The worrying aspect of this boils down to the fact that the governments and experts in these countries genuinely believe e-cigarettes to be as, if not more, harmful than tobacco. The NHS is seen as one of the most well-respected and credible healthcare institutions in the world yet even their advocation for vaping when trying to quit smoking isn’t agreed with internationally.
Vaping is seen as a highly effective method for quitting smoking tobacco according to PHE (Public Health England), a close affiliate of the NHS, yet even though this should effectively encourage people to make the switch, an alarming 93% of GPs and healthcare professionals were unaware of PHE’s position that vaping is 95% less harmful than smoking.

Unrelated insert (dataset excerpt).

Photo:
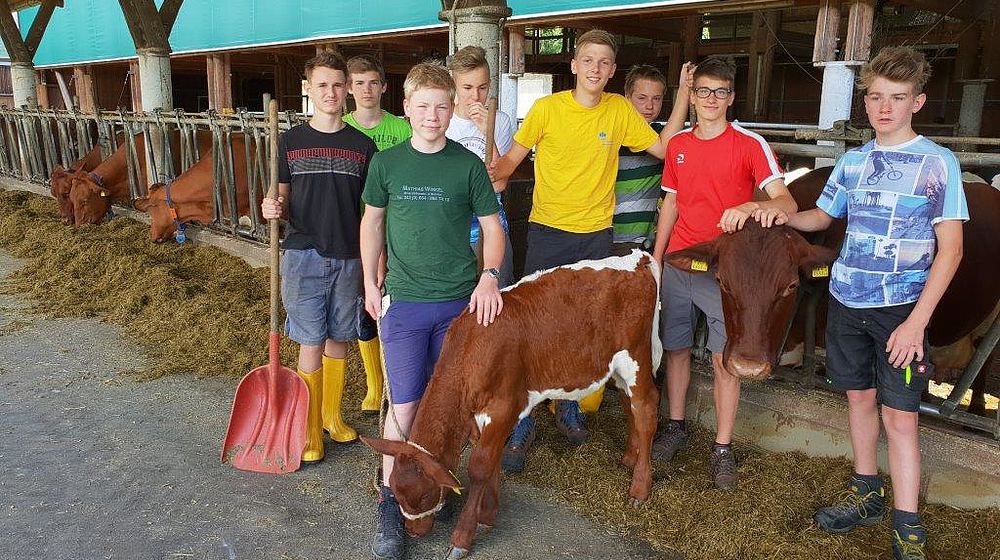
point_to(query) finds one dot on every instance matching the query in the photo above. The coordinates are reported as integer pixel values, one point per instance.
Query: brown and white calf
(563, 332)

Martin Cullip, a trustee of the New Nicotine Alliance (NNA) an advisory body for combating harmful tobacco consumption, states,
“This is a common theme I’ve come across before where many GPs believe vaping to be harmful. Vaping takes most of the harmful chemicals out, so you’re delivering the nicotine in a much cleaner form. There’s no reason why doctors cannot recommend these devices but if they are not aware of the reduction in harm then they’re not going to do that.”
This is rather concerning and obviously relates to the more holistic view internationally surrounding e-cigarettes. A common theme is a belief that vaping can lead to smoking and is deemed to be a ‘gateway’, however this is completely unfounded. A recent study by Cardiff University found that an increase in e-cigarette use has led to many young people viewing smoking in a negative manner. The research indicates that the percentage of young people who reported that smoking cigarettes was ‘normal’, has declined from 70% in 1999 to 27% in 2015. They also found that it started dropping at a faster rate from 2011 onwards, which is approximately when the e-cigarette boom ensued.

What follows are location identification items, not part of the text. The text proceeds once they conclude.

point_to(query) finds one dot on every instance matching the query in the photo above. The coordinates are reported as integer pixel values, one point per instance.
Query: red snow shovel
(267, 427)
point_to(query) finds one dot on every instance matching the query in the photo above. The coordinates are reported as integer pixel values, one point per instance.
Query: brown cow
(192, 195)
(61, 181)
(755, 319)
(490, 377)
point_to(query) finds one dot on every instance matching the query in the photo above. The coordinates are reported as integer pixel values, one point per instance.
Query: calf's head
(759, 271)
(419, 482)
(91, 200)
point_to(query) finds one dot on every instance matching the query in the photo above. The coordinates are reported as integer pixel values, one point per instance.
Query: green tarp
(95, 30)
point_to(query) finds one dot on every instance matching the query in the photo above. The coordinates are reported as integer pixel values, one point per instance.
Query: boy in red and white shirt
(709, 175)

Arguably more needs to be done by the NHS other than catchy social campaigns and initiatives, possibly in the form of properly educating GPs and healthcare workers on a mass scale regarding the benefits and harm reduction of vaping. This will possibly lead to an increasingly positive outlook within the UK, potentially adding to the estimated over 3 million vapers already, which in turn could possibly stretch internationally to put more pressure on countries who perceive e-cigarettes as damaging and ethically immoral.
Whether or not this will be carried through remains to be seen, yet it’s evident that people shouldn’t be punished for trying other safer, more proven, alternatives than smoking whether you’re a citizen or a tourist.